On Wednesday, we took a look at how a $25,000 cap on itemized deductions would affect how Mitt Romney's income tax cuts break down. But as the Brookings Institution's Adam Looney pointed out in an e-mail to me, that's not the full story.

Romney is also proposing to junk the Alternative Minimum Tax, to cut the corporate income tax and – most pertinent to lower- and middle-income Americans — to let the stimulus's expansion of the Earned Income Tax Credit and other credits targeted at working families expire. By contrast, the White House budget for fiscal year 2013 proposed making those expansions permanent, which House Democrats have also been pushing. Cumulatively, this means that the GOP presidential nominee's plan, if you loop in the $25,000 cap, would actually raise taxes on many Americans:

The poorest Americans would see their tax bills rise by nearly 2 percent of their income. But the richest would get tax cuts of over 6 percent.
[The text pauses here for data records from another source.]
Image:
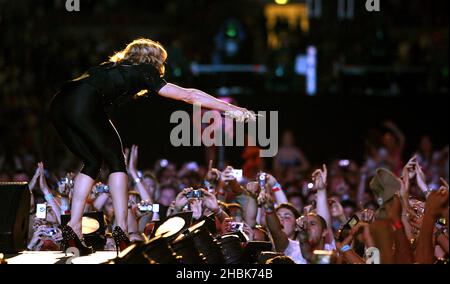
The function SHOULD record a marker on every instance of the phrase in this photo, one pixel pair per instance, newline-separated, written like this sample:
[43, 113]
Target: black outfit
[78, 111]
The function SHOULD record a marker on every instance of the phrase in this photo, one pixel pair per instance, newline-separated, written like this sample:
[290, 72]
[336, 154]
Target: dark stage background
[371, 67]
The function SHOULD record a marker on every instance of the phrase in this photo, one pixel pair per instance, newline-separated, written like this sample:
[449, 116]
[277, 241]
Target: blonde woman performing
[78, 113]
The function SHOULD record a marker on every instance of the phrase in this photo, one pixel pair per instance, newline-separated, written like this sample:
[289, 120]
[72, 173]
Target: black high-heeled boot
[121, 240]
[70, 239]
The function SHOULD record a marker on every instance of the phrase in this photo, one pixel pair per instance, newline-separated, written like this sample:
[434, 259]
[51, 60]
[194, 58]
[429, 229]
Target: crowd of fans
[382, 211]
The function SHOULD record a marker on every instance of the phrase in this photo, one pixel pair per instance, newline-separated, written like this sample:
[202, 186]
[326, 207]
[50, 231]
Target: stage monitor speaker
[14, 216]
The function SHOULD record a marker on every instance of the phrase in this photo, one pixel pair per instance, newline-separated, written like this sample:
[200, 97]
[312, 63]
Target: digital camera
[236, 226]
[196, 193]
[41, 210]
[344, 231]
[262, 180]
[101, 188]
[149, 208]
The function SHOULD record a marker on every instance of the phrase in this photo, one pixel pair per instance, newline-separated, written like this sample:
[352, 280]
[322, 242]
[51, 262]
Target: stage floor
[58, 257]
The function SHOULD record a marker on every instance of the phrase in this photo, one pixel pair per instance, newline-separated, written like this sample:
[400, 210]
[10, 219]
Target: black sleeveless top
[119, 82]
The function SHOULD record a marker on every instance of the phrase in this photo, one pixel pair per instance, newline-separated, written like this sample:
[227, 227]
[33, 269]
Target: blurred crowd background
[374, 96]
[372, 68]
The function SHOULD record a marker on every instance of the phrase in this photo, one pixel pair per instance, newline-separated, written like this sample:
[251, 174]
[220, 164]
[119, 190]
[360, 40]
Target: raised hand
[241, 115]
[210, 201]
[253, 188]
[132, 165]
[181, 199]
[42, 182]
[196, 207]
[227, 174]
[319, 177]
[437, 201]
[213, 174]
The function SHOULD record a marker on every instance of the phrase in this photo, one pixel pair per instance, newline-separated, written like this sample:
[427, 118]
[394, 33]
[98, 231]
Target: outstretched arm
[194, 96]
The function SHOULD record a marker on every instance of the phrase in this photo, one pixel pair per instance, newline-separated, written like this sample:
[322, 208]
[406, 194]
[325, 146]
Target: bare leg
[82, 188]
[118, 188]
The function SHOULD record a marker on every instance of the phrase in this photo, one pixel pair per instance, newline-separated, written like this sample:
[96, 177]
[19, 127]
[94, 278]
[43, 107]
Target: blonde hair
[143, 50]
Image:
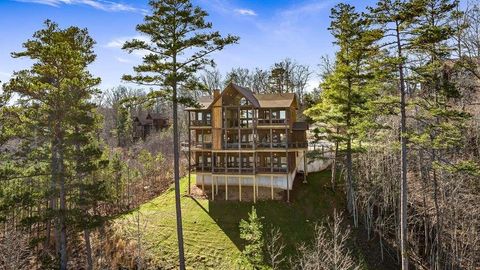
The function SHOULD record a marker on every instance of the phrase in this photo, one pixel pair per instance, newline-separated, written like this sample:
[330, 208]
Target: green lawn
[211, 228]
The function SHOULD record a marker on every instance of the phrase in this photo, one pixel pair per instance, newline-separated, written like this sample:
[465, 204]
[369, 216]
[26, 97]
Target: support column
[254, 192]
[271, 184]
[240, 188]
[305, 168]
[288, 188]
[189, 153]
[213, 188]
[226, 188]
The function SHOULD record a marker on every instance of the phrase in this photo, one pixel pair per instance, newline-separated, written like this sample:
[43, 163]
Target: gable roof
[280, 100]
[283, 100]
[247, 93]
[155, 116]
[203, 102]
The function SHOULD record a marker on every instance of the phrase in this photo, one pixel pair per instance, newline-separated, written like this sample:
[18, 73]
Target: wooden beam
[288, 188]
[271, 184]
[240, 188]
[213, 188]
[189, 153]
[226, 188]
[254, 193]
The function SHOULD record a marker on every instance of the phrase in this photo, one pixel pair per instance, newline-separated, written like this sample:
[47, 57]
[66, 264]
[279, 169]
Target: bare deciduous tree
[274, 247]
[329, 248]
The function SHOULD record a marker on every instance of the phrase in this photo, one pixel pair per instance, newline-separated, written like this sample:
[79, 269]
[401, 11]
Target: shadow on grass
[311, 204]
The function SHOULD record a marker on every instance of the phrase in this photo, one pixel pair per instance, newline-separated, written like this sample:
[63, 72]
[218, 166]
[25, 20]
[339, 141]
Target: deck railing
[272, 121]
[200, 122]
[237, 170]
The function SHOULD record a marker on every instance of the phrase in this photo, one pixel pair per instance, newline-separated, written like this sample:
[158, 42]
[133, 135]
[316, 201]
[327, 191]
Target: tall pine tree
[180, 41]
[347, 89]
[53, 101]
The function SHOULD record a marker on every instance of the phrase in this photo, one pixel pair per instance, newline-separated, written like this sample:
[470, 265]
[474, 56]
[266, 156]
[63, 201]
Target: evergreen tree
[396, 18]
[440, 124]
[54, 99]
[348, 88]
[251, 232]
[178, 47]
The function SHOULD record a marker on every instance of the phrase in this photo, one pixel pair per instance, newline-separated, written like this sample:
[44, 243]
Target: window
[243, 101]
[207, 137]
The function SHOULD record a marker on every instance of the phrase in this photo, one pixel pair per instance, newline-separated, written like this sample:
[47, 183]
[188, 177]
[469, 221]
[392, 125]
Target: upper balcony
[200, 118]
[273, 117]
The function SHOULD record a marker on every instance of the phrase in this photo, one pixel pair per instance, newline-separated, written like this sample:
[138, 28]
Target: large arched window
[243, 101]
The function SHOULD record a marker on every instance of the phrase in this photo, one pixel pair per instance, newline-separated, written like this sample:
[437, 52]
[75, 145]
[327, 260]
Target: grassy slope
[211, 228]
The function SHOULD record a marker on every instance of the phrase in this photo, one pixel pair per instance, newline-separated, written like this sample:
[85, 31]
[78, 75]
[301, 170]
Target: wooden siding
[217, 120]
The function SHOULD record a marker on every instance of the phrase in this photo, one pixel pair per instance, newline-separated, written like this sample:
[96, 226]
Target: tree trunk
[88, 248]
[176, 173]
[334, 165]
[403, 142]
[63, 208]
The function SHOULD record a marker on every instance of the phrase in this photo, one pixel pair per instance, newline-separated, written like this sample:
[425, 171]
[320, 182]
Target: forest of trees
[399, 102]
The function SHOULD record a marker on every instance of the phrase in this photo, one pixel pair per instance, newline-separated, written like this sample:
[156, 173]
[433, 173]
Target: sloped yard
[211, 232]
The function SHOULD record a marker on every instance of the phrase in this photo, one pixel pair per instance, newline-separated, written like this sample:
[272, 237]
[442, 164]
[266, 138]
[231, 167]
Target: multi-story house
[247, 144]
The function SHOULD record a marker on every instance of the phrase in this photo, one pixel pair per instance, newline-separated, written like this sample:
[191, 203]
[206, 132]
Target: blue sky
[269, 30]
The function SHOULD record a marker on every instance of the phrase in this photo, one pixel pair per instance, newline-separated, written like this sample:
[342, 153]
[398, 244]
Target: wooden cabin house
[145, 125]
[247, 145]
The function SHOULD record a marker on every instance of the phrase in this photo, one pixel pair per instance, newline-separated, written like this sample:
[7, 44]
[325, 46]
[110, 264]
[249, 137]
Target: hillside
[211, 228]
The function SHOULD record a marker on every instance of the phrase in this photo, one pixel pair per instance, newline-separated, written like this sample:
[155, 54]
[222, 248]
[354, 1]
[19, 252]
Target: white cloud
[104, 5]
[4, 76]
[246, 12]
[122, 60]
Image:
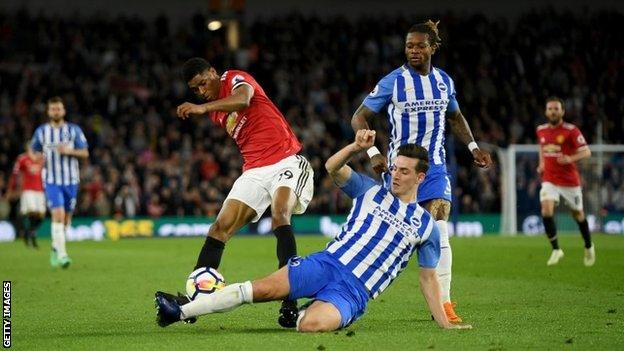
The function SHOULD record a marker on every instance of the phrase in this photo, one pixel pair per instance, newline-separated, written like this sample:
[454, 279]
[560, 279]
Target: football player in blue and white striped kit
[383, 230]
[419, 100]
[62, 144]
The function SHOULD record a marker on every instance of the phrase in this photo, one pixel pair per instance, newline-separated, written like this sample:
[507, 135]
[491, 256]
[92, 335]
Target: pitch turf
[502, 286]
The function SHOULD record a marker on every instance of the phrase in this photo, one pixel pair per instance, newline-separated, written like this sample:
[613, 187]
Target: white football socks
[445, 263]
[222, 300]
[58, 239]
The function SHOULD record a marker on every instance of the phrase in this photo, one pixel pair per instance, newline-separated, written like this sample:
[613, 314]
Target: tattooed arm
[461, 129]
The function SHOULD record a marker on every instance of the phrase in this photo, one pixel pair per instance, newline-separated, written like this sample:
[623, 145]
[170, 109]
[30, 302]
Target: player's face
[206, 85]
[554, 112]
[56, 111]
[418, 50]
[405, 179]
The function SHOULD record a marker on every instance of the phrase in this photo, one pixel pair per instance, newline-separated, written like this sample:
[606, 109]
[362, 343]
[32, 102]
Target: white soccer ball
[203, 281]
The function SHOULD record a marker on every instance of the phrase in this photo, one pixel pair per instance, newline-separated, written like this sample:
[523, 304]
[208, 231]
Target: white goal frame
[507, 159]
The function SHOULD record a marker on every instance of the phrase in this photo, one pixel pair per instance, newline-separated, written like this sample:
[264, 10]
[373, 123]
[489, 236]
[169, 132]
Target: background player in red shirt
[27, 169]
[273, 174]
[561, 145]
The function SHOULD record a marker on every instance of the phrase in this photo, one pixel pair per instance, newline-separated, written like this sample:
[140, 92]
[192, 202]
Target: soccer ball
[203, 281]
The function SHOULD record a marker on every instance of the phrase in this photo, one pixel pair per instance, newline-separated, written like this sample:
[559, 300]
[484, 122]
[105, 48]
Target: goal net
[603, 191]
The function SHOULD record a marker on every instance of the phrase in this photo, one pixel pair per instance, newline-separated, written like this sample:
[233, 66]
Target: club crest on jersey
[442, 87]
[415, 222]
[375, 90]
[230, 123]
[237, 79]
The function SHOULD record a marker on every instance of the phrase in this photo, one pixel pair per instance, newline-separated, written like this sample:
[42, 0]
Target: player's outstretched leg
[284, 201]
[35, 222]
[168, 308]
[271, 288]
[440, 209]
[589, 257]
[548, 211]
[233, 215]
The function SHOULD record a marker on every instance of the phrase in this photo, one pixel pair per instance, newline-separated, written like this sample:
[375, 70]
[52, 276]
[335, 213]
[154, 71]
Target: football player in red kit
[28, 167]
[274, 174]
[561, 145]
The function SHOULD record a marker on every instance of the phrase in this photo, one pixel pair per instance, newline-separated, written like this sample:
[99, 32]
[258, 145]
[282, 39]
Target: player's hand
[379, 163]
[482, 158]
[187, 110]
[540, 169]
[364, 139]
[564, 160]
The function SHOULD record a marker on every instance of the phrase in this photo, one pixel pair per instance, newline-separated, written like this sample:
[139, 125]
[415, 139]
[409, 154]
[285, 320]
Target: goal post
[520, 186]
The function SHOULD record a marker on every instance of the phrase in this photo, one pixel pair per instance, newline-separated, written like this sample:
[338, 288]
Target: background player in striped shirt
[273, 173]
[383, 230]
[419, 99]
[27, 172]
[62, 144]
[561, 145]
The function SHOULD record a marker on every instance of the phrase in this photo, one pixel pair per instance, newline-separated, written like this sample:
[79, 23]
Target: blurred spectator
[120, 79]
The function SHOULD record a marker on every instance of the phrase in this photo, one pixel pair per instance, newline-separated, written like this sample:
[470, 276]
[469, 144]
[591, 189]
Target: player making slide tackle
[385, 227]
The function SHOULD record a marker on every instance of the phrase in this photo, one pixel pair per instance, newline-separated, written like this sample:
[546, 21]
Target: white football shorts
[256, 187]
[32, 202]
[572, 195]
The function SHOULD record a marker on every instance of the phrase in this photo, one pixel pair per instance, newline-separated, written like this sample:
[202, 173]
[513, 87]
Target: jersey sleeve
[381, 95]
[453, 106]
[357, 185]
[237, 78]
[80, 142]
[17, 167]
[578, 140]
[429, 251]
[37, 141]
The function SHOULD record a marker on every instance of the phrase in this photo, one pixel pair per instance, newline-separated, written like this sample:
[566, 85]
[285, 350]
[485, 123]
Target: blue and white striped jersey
[417, 107]
[59, 169]
[382, 233]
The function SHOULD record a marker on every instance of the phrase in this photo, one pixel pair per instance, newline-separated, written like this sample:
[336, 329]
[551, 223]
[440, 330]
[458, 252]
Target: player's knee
[280, 216]
[579, 216]
[313, 324]
[220, 232]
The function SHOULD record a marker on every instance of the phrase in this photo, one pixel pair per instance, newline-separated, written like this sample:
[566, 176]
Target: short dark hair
[55, 100]
[430, 27]
[418, 152]
[556, 99]
[193, 67]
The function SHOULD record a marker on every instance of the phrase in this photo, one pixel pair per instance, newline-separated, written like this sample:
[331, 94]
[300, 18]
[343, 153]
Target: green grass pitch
[501, 284]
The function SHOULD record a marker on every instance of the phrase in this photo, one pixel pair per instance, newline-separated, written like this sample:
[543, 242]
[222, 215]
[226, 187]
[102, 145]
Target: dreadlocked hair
[431, 28]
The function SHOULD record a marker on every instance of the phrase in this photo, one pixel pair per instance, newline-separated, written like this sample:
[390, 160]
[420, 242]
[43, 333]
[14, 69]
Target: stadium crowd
[120, 81]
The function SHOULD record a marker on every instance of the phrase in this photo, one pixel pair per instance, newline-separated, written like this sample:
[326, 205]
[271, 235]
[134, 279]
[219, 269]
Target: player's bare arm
[238, 100]
[360, 121]
[581, 153]
[430, 288]
[461, 129]
[337, 164]
[440, 209]
[67, 151]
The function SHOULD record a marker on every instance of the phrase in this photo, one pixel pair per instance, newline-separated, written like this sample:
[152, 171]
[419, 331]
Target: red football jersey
[556, 141]
[260, 130]
[30, 170]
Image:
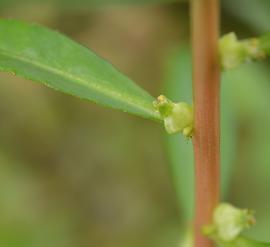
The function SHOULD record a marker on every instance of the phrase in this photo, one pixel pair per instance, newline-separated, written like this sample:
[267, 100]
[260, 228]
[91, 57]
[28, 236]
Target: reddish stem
[206, 91]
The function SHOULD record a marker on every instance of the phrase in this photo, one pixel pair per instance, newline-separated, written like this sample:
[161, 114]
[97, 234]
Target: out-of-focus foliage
[252, 12]
[85, 3]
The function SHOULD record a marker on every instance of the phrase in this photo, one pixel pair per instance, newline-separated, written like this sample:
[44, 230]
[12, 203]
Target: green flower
[177, 117]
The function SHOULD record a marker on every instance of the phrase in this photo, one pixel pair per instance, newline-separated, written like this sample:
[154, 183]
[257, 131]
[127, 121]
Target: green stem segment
[206, 87]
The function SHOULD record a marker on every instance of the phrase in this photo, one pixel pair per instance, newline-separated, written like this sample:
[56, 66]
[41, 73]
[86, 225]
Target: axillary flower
[177, 117]
[228, 223]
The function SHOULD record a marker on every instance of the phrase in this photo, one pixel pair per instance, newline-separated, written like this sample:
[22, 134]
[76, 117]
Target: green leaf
[179, 88]
[45, 56]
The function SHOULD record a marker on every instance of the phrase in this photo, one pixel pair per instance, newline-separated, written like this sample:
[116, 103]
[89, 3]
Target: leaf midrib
[70, 77]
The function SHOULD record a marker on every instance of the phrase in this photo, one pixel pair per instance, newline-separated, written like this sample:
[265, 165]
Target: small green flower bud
[229, 222]
[178, 117]
[234, 52]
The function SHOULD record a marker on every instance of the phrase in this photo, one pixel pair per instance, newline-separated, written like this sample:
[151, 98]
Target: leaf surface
[39, 54]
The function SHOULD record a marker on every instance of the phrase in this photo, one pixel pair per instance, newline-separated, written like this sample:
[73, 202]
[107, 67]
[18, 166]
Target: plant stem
[206, 95]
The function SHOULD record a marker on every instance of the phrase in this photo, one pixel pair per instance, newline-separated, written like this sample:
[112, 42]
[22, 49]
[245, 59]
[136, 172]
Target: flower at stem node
[177, 117]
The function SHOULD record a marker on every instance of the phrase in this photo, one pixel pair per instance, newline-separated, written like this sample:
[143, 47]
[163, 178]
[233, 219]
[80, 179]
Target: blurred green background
[75, 174]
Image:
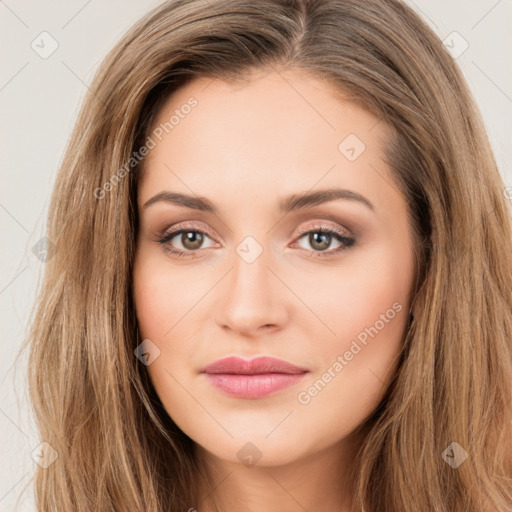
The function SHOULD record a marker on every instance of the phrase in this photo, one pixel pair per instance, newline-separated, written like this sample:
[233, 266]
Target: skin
[245, 146]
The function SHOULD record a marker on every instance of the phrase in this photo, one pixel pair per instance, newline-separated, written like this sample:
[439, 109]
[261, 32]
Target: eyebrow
[294, 202]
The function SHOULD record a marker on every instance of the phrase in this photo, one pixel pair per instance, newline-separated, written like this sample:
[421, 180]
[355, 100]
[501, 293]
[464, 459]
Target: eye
[320, 238]
[190, 239]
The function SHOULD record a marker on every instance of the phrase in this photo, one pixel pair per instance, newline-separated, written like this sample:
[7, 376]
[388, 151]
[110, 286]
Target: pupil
[192, 240]
[324, 242]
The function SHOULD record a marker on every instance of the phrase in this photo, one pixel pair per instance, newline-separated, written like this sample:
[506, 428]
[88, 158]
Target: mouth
[253, 379]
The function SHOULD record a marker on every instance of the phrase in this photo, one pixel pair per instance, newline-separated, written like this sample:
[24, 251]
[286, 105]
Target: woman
[282, 278]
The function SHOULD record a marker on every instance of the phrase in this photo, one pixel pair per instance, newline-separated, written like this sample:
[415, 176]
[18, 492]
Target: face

As has been said many times, the plan still doesn't add up revenue-wise, meaning that capping deductions and eliminating those tax credits would not make up for the cost of Romney's proposed income tax cuts. Now, these tax credits were part of the stimulus package, and Romney could fairly argue that they've served their purpose and should expire. But the end result is that many Americans would pay more next year, under Romney's plan, than they did this year, or would under President Obama's budget plan.